Chega ao fim o primeiro dia do segundo semestre. Se por um lado estes momentos
de retorno da normalidade letiva constituem um suave bálsamo após a avalanche
de frequências e exames para corrigir, por outro são uma prova difícil para o
mais entusiasta dos profs. Sobretudo para aqueles que, como eu, têm aulas
(literalmente) das 8 às 20. Note-se que não me queixo por começar a debater
sociologia jurídica pouco depois de o dia nascer – na verdade, todos os que me
conhecem sabem que eu gosto de dar
aulas cedo. Mas a verdade é que enquanto não me habituo aos novos fusos e crio
novas rotinas acabo sempre a jornada um bocado esfalfado. Para mais, os inícios
de semana acarretam sempre aqueles mil e um pequenos périplos quotidianos que
até são agradáveis quando não feitos a contrarrelógio. Ir ao supermercado, ir
comprar laranjas e tomates à frutaria da D. Gina, renovar os livros da
biblioteca, passar pela livraria e levantar a coletânea de legislação que tinha
encomendado, ir ao pão, etc., etc. A isto há que associar vários extras: os novos horários do ténis; a
histeria mais ou menos contida dos alunos que estão no turno 1 e querem mudar
para o turno 2, ou vice-versa, ou que pura e simplesmente se acham tão
baralhados que não sabem o que querem e pedem o que já têm; discussões sobre
temas tão “fascinantes” como de-que-forma-chavemos-de-conseguir-arranjar-verba-para-comprar-quatro-rolos-de-papel-crepe;
um exame chegado de fresco de Macau; o novíssimo lote de métodos de avaliação e
as suas incontáveis subtilezas; organizar os dossiês das novas ucs, as fichas
dos alunos, as pastas a deixar na Associação de Estudantes… Repito: uf!!
Ora,
como é habitual, e apesar de ter já tudo delineado e preparado de véspera, hoje
cedo quando acordei para dar uma última vista de olhos à aula das 8 tive uma
ideia que me pareceu interessantíssima (este tipo de ideias geralmente
aparecem-me de manhãzinha, mal desperto) e digna de aplicação imediata na aula.
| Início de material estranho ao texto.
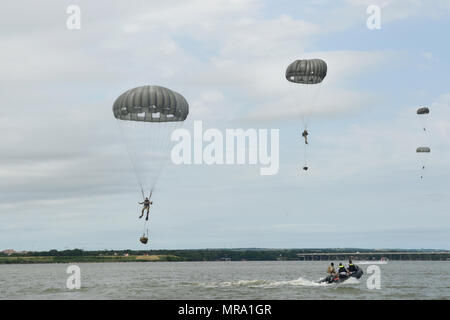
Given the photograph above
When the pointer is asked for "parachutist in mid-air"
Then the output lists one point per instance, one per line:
(305, 135)
(146, 204)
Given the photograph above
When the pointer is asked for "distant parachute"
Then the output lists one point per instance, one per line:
(423, 149)
(423, 110)
(309, 73)
(147, 116)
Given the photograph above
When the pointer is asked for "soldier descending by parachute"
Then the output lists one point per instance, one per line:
(146, 117)
(310, 74)
(423, 152)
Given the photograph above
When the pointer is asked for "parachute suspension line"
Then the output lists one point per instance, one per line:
(130, 157)
(165, 145)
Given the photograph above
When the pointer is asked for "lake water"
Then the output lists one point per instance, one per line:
(222, 280)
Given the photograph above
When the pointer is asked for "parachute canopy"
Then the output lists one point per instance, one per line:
(423, 149)
(151, 104)
(309, 71)
(146, 117)
(423, 110)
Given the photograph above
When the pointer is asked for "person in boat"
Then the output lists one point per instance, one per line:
(146, 204)
(351, 267)
(342, 270)
(305, 135)
(331, 271)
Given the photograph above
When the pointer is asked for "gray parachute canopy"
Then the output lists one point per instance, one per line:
(310, 71)
(423, 149)
(151, 104)
(423, 110)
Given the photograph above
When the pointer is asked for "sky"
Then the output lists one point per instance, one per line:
(65, 178)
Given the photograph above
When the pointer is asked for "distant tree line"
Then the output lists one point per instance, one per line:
(250, 254)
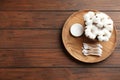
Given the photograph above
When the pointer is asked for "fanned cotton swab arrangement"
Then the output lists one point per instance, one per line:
(92, 49)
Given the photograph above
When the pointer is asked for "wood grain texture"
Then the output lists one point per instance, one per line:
(74, 45)
(60, 73)
(39, 38)
(59, 5)
(30, 38)
(49, 58)
(32, 20)
(31, 46)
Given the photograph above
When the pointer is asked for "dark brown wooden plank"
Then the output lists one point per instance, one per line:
(39, 38)
(60, 74)
(59, 5)
(30, 38)
(49, 58)
(13, 20)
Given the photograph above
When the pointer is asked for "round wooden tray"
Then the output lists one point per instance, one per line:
(74, 45)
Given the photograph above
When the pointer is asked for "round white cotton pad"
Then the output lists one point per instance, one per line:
(76, 30)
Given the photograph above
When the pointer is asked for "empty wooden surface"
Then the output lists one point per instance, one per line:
(31, 47)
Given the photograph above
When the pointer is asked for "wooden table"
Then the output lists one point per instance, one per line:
(30, 41)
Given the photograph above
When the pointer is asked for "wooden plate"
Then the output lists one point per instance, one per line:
(74, 45)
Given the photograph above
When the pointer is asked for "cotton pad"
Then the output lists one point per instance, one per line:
(76, 30)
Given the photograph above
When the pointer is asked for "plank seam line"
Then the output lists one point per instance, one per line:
(51, 67)
(57, 10)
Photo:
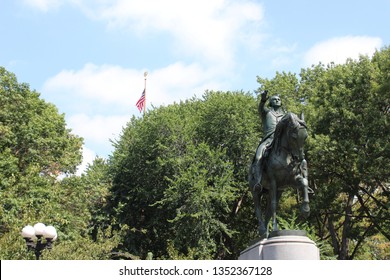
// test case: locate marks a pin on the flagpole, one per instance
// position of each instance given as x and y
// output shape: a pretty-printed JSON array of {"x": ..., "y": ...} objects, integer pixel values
[{"x": 145, "y": 75}]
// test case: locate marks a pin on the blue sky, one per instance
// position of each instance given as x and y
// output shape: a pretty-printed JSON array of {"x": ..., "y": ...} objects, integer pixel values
[{"x": 88, "y": 57}]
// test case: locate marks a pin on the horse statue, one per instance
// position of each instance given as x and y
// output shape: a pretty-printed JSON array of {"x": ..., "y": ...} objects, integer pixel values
[{"x": 284, "y": 165}]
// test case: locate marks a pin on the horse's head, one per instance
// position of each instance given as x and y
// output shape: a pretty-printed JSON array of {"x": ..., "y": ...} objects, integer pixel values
[{"x": 296, "y": 134}]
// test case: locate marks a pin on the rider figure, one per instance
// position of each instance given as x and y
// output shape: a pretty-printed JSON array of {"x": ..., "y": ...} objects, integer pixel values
[{"x": 270, "y": 117}]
Mãos à obra!, pensei. Em má hora o
fiz, pois já tenho anos suficientes de docência para saber de cor uma verdade
universal: há uma enorme tendência para
nos primeiros dias as coisas falharem e surgirem os imprevistos mais inusitados.
É por isso que convém ter tudo preparado de antemão; é por isso que nestas
datas nos devemos esforçar por amordaçar a imaginação e silenciar as ideias que
teimem em surgir. Deixemo-las marinar, façamo-las aguardar por melhor ocasião,
tratemos de subtilmente as iludir e assim fazer com que vão para outra banda. Em
data de recomeço, só se deve levar a cabo o que foi rigorosamente delineado.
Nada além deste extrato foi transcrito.